28 July 2016
FMA releases conduct guide for feedback
The Financial Markets Authority (FMA) has released a guide to how it will examine whether financial services providers
are demonstrating good conduct under the Financial Markets Conduct Act (FMC Act). The guide is open for consultation today.
The conduct guide describes for financial service providers how conduct will be the FMA’s ‘lens’, through which it will
examine what providers do, how they do it, and how that translates to what their customers experience.
Conduct is at the core of the FMC Act, as good conduct is vital to fair, efficient and transparent financial markets. A
mandate to focus on conduct shifts the FMA’s emphasis from compliance with regulations, including disclosure – both of
which remain necessary, but not sufficient for good conduct – to assessing whether providers can show that they
consistently and purposely deliver good outcomes to their customers.

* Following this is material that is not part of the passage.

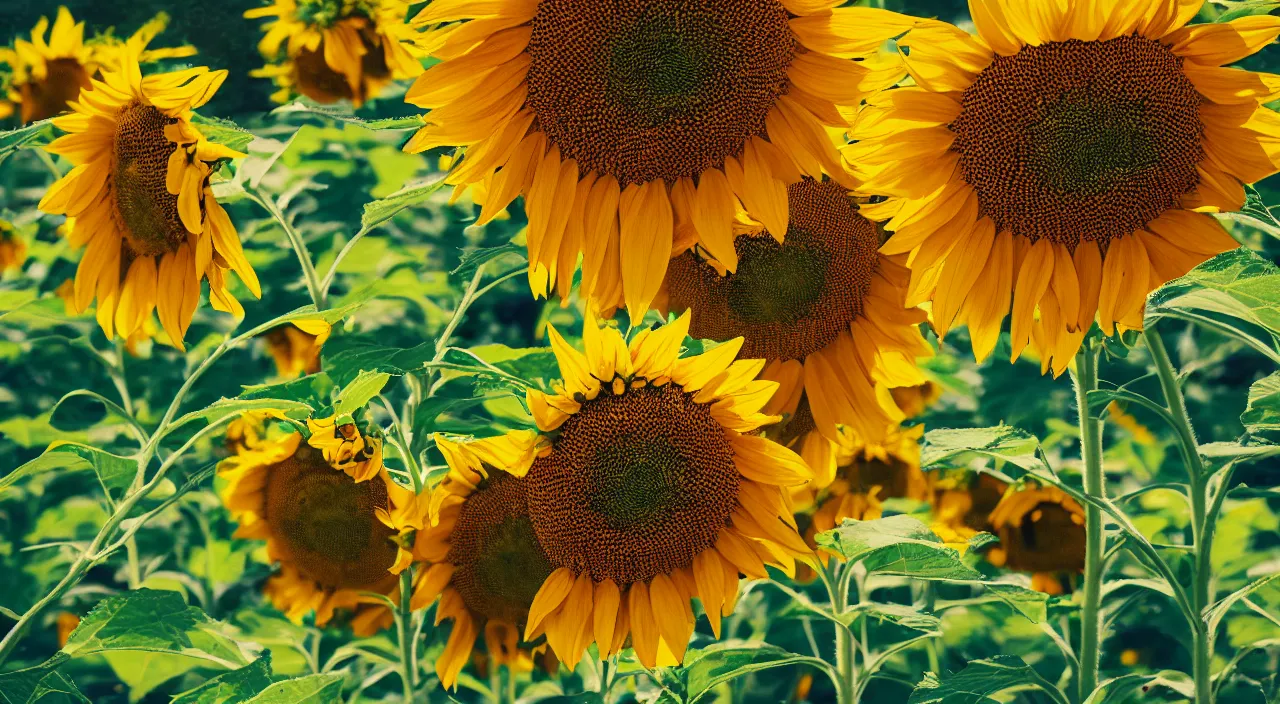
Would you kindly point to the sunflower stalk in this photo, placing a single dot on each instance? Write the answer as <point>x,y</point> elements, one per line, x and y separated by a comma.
<point>1086,376</point>
<point>1202,520</point>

Rob Everett, Chief Executive said “The guide is not a checklist or a manual. It is principles-based guidance about how
we view conduct. It will inform how we license, supervise, monitor and enforce. It will affect, for example, how we
consider incentive structures and customer complaints.”

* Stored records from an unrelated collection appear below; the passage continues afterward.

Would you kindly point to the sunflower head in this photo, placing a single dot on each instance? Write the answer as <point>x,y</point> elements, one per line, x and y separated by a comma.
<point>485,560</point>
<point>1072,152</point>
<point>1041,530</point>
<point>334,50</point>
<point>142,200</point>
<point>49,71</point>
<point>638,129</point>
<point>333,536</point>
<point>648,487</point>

“We draw a strong link between good conduct and good business. So we hope senior leadership of providers will find this
guide useful when considering what they do, how they do it, and whether they need to change anything so that they can
show us how they demonstrate good conduct,” Mr Everett said.
The FMA is seeking feedback from providers licensed under the F MC Act and also welcomes submissions from others in the
financial services industry.
Mr Everett said: “Conduct is a debate but also a core part of how we plan to operate. So we are particularly interested
to hear providers’ views on whether the guide is a useful contribution to the debate; and whether it also makes sense on
a practical level.”
A copy of the guide and submission form can be seen here. Given the importance of the subject matter, the FMA has decided a longer consultation period is appropriate so
submissions will be accepted until 31 October.